En el complejo entramado del derecho procesal español, la posibilidad de recurrir una sentencia se erige como un pilar fundamental de la tutela judicial efectiva. Sin embargo, a diferencia de lo que podría pensarse intuitivamente, el derecho a los recursos no es una garantía constitucional universal. Su existencia y regulación son, en gran medida, una prerrogativa del legislador, quien decide en qué casos y bajo qué condiciones se permite una segunda instancia o la impugnación de una resolución judicial. Esta libertad legislativa, aunque amplia, encuentra un punto de inflexión crucial cuando entran en juego los derechos fundamentales, generando un debate intenso y una doctrina jurisprudencial de gran calado, especialmente en el ámbito del orden social.

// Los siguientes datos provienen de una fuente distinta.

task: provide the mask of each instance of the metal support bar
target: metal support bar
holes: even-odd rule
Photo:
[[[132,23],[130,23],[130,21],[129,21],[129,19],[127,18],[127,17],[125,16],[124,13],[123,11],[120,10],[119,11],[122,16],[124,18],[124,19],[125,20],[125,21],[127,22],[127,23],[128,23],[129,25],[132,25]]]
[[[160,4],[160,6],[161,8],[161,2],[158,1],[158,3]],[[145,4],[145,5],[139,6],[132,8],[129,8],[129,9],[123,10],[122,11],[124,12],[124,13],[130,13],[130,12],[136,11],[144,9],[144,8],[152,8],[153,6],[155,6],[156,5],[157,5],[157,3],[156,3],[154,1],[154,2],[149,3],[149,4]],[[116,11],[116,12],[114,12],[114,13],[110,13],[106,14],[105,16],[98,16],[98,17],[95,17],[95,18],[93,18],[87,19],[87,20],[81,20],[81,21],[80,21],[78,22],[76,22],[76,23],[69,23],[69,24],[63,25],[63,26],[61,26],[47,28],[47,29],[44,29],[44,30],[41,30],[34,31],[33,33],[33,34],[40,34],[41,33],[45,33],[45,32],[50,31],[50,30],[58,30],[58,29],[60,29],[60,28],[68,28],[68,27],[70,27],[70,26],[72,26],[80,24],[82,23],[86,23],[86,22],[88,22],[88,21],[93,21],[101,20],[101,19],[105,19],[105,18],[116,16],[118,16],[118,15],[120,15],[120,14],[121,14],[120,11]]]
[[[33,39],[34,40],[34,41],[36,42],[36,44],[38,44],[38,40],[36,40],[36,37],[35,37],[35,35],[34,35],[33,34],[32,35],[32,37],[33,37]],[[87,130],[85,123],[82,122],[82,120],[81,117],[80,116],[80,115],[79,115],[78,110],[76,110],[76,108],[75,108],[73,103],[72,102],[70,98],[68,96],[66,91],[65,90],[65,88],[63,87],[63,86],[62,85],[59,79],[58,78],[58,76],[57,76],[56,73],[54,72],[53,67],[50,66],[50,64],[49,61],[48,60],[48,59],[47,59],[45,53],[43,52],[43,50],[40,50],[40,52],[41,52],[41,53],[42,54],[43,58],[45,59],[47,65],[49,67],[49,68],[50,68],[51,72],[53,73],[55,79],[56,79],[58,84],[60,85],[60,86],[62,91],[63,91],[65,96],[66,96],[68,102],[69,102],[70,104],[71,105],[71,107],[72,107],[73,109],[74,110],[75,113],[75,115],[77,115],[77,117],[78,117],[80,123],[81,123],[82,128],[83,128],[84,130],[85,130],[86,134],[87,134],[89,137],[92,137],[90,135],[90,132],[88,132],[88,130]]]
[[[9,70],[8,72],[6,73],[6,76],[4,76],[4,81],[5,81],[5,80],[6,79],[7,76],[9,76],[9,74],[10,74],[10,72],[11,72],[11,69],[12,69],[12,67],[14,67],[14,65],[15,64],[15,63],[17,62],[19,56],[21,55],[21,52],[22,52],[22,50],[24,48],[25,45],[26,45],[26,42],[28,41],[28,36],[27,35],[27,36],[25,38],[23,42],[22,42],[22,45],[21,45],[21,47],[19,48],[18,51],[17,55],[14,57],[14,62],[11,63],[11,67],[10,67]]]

¿Cuál es la fuente del derecho a los recursos?
El derecho a los recursos tiene su fuente, como sabemos, en la configuración legal, sin que exista el mandato constitucional de una segunda instancia cuando incluso, en el objeto del litigio, tenga protagonismo la posible vulneración de derechos fundamentales (TCo 149/16, de 19-9-16 –EDJ 2016/186822-).
Índice de Contenido

El Origen del Derecho a los Recursos: La Configuración Legal

La fuente principal del derecho a los recursos se encuentra en la configuración legal. Es el legislador quien tiene la potestad de establecer si una resolución judicial puede ser objeto de impugnación y, en su caso, mediante qué tipo de recurso. Contrario a una creencia extendida, la Constitución Española no impone un mandato general de doble instancia judicial, ni siquiera cuando el litigio versa sobre la posible vulneración de derechos fundamentales. Esta postura ha sido reiteradamente confirmada por el Tribunal Constitucional, que ha dejado claro que la ausencia de un recurso específico no es, por sí misma, sinónimo de indefensión ni de violación constitucional, salvo en el orden jurisdiccional penal, donde sí se garantiza el derecho a la revisión.

Esto significa que el diseño del sistema de recursos se integra en la configuración de cada uno de los órdenes jurisdiccionales (civil, penal, contencioso-administrativo, social), sin que exista un derecho constitucional intrínseco a disponer de tales medios de impugnación. En esencia, con la notable excepción del derecho a la revisión en materia penal bajo los términos precisados por la doctrina, el legislador goza de una amplia libertad para reconocer o vedar la posibilidad de recurrir una decisión judicial.

El Desafío en el Orden Social: Modalidades Procesales y Derechos Fundamentales

Dentro del orden jurisdiccional social, la Ley Reguladora de la Jurisdicción Social (LRJS) establece diversas modalidades procesales, algunas de las cuales, por su naturaleza, no prevén inicialmente la posibilidad de recurso de suplicación. El artículo 184 de la LRJS enumera una serie de procedimientos especiales (como los de despido, modificaciones sustanciales de condiciones de trabajo, vacaciones, etc.) que deben tramitarse inexcusablemente por su cauce específico. Sin embargo, el artículo 178.2 de la misma ley dispone que, cuando la tutela de un derecho deba realizarse a través de estas modalidades especiales, se aplicarán las reglas y garantías previstas para la tutela de derechos fundamentales, incluida la citación del Ministerio Fiscal.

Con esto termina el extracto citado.